43. The method according to claim 42, wherein said dextran sulfate, or said pharmaceutically acceptable derivative thereof, has a Mn as measured by NMR spectroscopy within an interval of 1850 and 2500 Da.
44. The method according to claim 43, wherein said dextran sulfate, or said pharmaceutically acceptable derivative thereof, has a Mn as measured by NMR spectroscopy within an interval of 1850 and 2300 Da.
45. The method according to claim 44, wherein said dextran sulfate, or said pharmaceutically acceptable derivative thereof, has a Mn as measured by NMR spectroscopy within an interval of 1850 and 2000 Da.
46. The method according to claim 42, wherein said dextran sulfate, or said pharmaceutically acceptable derivative thereof, has an average sulfate number per glucose unit within an interval of 2.5 and 3.0.
47. The method according to claim 46, wherein said dextran sulfate, or said pharmaceutically acceptable derivative thereof, has an average sulfate number per glucose unit within an interval of 2.5 and 2.8.
48. The method according to claim 47, wherein said dextran sulfate, or said pharmaceutically acceptable derivative thereof, has an average sulfate number per glucose unit within an interval of 2.6 and 2.7.

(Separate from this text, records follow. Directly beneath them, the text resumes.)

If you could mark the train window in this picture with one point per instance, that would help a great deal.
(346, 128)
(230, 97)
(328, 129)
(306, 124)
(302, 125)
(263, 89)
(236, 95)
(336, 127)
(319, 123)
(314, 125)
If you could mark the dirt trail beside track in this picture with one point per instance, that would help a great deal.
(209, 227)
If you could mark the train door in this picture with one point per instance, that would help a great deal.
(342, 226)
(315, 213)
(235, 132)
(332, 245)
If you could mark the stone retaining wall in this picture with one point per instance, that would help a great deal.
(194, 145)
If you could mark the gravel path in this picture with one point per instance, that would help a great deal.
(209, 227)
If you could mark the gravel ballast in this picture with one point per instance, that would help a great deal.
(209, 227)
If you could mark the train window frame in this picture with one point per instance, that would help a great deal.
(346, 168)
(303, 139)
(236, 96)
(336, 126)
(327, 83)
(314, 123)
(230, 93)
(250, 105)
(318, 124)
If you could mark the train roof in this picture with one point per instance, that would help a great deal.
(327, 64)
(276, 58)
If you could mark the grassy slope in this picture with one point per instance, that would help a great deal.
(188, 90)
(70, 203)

49. The method according to claim 24, wherein said dextran sulfate, or said pharmaceutically acceptable derivative thereof, has on average 5.1 glucose units and an average sulfate number per glucose unit of 2.6 to 2.7.
50. The method according to claim 24, wherein said dextran sulfate, or said pharmaceutically acceptable derivative thereof, is administered formulated as an aqueous injection solution.
51. The method according to claim 24, wherein said pharmaceutically acceptable salt thereof is a sodium salt of dextran sulfate.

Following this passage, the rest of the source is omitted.